Pour les risques, il est plus efficace de parler du concret et du court terme. Par exemple, le coût financier de l’auto, le temps perdu dans les bouchons, l’air pollué, les récoltes perturbées des fermiers, ou encore les incendies de forêt et inondations devenus par endroits plus probables. Et on peut le faire en invoquant des valeurs conservatrices, comme celle de protéger nos traditions (le hockey extérieur) ou le travail agricole (la météo extrême a créé des pertes historiques pour nos producteurs en 2017).

Et pour les solutions, miser sur les petits gestes est risqué. À quoi bon prendre le bus ? vous demanderez-vous devant votre voisin qui voyage en VUS. Et que dire à une famille avec trois enfants qui n’est pas assez riche pour acheter une maison proche du métro sur l’île de Montréal, avec une prise électrique pour sa voiture verte ? S’en remettre à la motivation des individus provoque une logique de compétition. Cela peut créer un cercle vertueux, mais aussi inciter les gens à ne jamais se sacrifier plus que leur voisin.

Au lieu de demander aux gens de changer eux-mêmes, mieux vaut changer les choix qui s’offrent à eux. En rendant les gestes verts accessibles et attrayants, et en pénalisant la pollution.

Ce qui est aussi efficace, c’est d’en faire une question de moralité collective. La protection de nos enfants et petits-enfants est ce qui motive le plus à freiner les perturbations climatiques, selon un sondage publié en mars.

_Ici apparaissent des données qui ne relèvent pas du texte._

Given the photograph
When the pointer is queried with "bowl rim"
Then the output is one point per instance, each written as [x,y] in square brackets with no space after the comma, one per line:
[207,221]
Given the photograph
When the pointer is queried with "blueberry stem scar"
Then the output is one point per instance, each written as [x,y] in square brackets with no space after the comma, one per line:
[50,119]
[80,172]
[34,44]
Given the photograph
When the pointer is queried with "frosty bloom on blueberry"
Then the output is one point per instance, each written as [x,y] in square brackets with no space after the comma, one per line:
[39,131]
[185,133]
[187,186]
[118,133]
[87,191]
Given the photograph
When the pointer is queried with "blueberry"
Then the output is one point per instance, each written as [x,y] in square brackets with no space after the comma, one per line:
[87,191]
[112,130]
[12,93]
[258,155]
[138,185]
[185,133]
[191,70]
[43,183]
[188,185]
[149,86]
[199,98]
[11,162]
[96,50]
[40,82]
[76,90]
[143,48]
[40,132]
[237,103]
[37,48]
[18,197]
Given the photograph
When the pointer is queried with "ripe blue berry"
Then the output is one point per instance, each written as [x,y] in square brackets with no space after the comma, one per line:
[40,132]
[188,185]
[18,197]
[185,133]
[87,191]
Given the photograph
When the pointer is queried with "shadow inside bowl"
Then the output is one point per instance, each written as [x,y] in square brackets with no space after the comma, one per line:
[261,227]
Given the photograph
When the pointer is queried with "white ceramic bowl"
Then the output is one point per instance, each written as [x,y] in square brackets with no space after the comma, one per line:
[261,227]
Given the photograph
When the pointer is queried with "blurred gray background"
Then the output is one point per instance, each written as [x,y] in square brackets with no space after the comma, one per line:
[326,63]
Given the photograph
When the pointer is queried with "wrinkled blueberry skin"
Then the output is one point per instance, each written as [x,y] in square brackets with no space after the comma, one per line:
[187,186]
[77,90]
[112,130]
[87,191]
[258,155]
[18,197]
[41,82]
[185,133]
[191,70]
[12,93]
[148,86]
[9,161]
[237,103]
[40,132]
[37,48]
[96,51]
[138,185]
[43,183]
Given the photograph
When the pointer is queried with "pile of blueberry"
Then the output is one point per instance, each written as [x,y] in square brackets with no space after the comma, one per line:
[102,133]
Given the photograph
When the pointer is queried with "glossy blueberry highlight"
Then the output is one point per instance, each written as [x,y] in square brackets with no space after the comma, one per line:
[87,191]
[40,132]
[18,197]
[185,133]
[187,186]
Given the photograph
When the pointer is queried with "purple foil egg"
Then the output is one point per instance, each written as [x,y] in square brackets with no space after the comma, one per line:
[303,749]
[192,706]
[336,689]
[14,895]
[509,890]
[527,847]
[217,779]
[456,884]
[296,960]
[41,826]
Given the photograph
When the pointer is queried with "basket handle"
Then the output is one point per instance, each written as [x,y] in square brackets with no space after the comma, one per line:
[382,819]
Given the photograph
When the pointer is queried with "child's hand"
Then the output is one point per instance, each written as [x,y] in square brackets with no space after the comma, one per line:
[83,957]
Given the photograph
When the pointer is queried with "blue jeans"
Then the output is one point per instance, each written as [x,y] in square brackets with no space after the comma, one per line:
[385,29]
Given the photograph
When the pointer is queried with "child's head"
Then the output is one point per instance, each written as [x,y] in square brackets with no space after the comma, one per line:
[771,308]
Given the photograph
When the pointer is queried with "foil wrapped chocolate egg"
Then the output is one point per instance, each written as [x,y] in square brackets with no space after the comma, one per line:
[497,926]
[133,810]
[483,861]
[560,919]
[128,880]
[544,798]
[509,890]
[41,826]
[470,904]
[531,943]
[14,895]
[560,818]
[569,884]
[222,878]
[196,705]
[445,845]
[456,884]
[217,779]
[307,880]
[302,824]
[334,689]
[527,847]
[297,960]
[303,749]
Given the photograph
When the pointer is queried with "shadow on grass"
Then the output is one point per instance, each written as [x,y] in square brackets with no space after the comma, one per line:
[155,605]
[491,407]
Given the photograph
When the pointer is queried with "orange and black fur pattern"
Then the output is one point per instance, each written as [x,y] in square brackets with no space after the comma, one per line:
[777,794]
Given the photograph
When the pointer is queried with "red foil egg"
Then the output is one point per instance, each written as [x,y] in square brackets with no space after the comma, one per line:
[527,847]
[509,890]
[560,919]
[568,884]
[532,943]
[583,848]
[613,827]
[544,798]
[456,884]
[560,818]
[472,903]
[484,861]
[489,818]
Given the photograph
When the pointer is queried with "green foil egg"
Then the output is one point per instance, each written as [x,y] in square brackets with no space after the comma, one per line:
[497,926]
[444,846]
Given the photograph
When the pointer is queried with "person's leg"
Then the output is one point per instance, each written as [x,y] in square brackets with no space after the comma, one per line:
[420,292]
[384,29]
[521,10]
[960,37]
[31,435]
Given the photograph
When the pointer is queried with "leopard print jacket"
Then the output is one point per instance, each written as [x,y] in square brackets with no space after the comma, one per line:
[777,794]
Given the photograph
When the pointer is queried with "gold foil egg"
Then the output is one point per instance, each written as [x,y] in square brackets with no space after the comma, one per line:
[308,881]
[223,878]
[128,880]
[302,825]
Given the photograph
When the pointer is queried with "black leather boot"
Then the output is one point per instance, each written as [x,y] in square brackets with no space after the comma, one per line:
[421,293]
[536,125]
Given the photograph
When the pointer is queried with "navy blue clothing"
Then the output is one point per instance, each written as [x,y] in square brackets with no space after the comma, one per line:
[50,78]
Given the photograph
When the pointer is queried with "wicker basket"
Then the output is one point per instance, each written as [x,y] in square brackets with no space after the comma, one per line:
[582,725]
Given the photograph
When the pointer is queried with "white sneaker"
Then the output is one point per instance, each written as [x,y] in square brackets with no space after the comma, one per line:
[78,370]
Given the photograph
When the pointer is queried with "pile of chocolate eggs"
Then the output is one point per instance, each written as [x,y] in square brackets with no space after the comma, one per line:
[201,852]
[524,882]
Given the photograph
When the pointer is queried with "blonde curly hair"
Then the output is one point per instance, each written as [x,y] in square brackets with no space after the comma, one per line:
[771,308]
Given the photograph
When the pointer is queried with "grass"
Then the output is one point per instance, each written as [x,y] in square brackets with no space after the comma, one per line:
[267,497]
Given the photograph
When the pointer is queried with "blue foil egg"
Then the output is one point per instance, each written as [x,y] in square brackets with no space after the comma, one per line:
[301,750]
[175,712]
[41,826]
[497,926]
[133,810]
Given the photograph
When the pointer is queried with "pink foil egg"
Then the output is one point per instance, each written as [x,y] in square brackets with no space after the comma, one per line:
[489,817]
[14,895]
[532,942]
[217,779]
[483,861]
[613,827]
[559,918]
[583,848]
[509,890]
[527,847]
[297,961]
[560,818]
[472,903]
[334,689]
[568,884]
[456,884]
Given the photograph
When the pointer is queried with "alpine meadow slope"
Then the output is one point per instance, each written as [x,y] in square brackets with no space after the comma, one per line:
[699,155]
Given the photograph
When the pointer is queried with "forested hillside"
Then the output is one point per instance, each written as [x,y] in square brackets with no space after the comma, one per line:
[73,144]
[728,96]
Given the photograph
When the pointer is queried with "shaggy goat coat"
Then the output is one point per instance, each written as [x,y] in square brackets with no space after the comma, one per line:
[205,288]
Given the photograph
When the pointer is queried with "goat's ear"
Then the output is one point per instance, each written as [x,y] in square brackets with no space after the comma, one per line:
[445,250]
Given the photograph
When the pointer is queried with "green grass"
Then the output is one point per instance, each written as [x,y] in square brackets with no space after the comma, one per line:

Et enfin, il faudrait diversifier les porte-parole. Aux États-Unis, l’environnement est devenu si associé à Al Gore que des républicains s’en méfient par instinct partisan. Les gens à droite jugent les militaires plus crédibles que les climatologues – ça adonne bien, les militaires mettent en garde contre la menace climatique. Chez nous, Extinction Rebellion n’aura pas l’écoute de beaucoup d’électeurs caquistes ou de conservateurs… Pour eux, mieux vaut relayer les messages du géant de la réassurance Munich Re ou de la banque d’investissement Goldman Sachs. Ces capitalistes « pragmatiques » chiffrent en milliards de dollars le coût de notre inaction.

Pour résumer : n’embêtez pas les gens, parlez en termes concrets, ne les culpabilisez pas, relayez la parole des alliés non naturels et ne créez pas de guerre culturelle. D’ailleurs, cette dernière mise en garde, on la fait aussi au gouvernement caquiste.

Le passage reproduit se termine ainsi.